Зато нашли, обыскав последовательно все пустовавшие в округе дома на отшибе – сделать это раньше, конечно, не додумались, иронизировала пресса над шерифом – логово, где всё это время скрывался убийца. Этот заброшенный дом почти в лесной глуши необитаем был давно, чудо вообще, что ещё не развалился. А вот подвал у дома был очень крепкий… Видимо, в расчёте на ядерную войну строился… Из подвала вывели девушку. В ней узнали Милли Уайт, предположительно исчезнувшую из дома погибшей семьи Гордон почти год назад – достоверно было известно, от её матери, что она пошла ночевать к своей подружке, достоверно было известно, что там она была – в спальне были найдены все её вещи, но подружка лежала в гостиной рядом с родителями в общей луже крови, а Милли с ними не было. Десять с половиной месяцев она провела в плену у маньяка…
Шахты всё же закрыли – в немалой степени, конечно, благодаря стараниям Джима эксплуатация их стала слишком опасной, да и просто невыгодной. Целая эпоха жизни города ушла в прошлое. И убийства, действительно, прекратились – кто знает, потому ли, что маньяк нашёл всё же на дне реки свою смерть, или потому, что добился таки своего…
2 февраля
За спиной – шёпот (тихий-тихий, но они не представляют, как обостряется слух, когда столько времени живёшь… с очень малым количеством раздражителей вокруг…)
– Это она… Надо же, вернулась, выпустили всё же…
– Ну должна же она была когда-то оправиться. Хотя не знаю, как после такого оправиться можно…
– Но не вечно же её в психушке держать! Да там, наверное, в этих стенах только по новой спятить можно… Хорошо, что сестричка взяла её на поруки, отважная женщина, благослови её господь.
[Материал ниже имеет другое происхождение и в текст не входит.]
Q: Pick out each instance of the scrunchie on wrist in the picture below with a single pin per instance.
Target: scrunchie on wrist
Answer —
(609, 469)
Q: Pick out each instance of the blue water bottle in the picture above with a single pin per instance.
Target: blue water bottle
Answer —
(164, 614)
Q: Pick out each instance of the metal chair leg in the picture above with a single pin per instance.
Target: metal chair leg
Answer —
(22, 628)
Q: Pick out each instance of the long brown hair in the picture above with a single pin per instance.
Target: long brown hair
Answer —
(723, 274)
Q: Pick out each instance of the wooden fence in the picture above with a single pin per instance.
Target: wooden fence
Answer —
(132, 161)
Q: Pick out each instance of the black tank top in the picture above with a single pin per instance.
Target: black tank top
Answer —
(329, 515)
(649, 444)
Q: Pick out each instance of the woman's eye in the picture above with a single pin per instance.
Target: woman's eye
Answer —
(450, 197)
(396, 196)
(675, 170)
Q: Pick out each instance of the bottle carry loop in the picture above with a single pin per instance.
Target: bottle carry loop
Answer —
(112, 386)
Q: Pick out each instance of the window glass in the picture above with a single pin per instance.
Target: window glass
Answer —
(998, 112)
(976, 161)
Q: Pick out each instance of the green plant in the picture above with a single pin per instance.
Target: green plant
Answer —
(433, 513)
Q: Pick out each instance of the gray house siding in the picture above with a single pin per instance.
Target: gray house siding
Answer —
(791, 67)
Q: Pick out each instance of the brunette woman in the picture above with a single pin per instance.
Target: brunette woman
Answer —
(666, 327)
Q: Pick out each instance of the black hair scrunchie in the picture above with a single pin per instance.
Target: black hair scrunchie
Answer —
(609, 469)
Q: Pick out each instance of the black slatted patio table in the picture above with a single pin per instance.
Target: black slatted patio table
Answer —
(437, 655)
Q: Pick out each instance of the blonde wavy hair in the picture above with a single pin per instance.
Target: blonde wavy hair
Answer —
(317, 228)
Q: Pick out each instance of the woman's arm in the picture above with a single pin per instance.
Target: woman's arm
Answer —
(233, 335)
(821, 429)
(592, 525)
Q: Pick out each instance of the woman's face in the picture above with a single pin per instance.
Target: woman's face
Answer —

– Зачтётся на том свете, это точно. Да ведь куда бедняжке больше идти? Ни дома, ни семьи…
Ни дома, ни семьи, это верно. Как хорошо, что она не видела всего этого… Что они остались в её памяти такими… живыми, весёлыми, здоровыми… Как в тот последний день, вернее, вечер, когда она их видела. Когда сбежала по ступенькам, небрежно помахав рукой – откуда было знать, что не увидятся больше? Ну да, орудует в городе маньяк… Но она-то, ради бога, тут при чём? Если б знала… Если б подумала, что мало в городе безопасных домов, семей, не связанных с проклятыми шахтами…может быть, в тот день лучше Санди к себе пригласила. Пусть бы Санди потом горько плакала о смерти родителей – но благодарила судьбу, что осталась жива.
Хорошо, что и дома нет. Не придётся смотреть на него… опустевший, без них…
Не простоял дом ещё 13 лет, не дождался её. Он и тогда уже под снос просился и молитвами только ещё стоял. Сейчас участок выкуплен какой-то молодой семьёй, началось строительство, это, конечно, нарушение её прав и деньги ей перечислят – когда Ванда окончательно оформит над ней опекунство… Вот и хорошо. И не пойдёт она туда, совершенно незачем, Ванда может не беспокоиться… Это другая жизнь, которой уже нет, которую нет смысла пытаться вернуть…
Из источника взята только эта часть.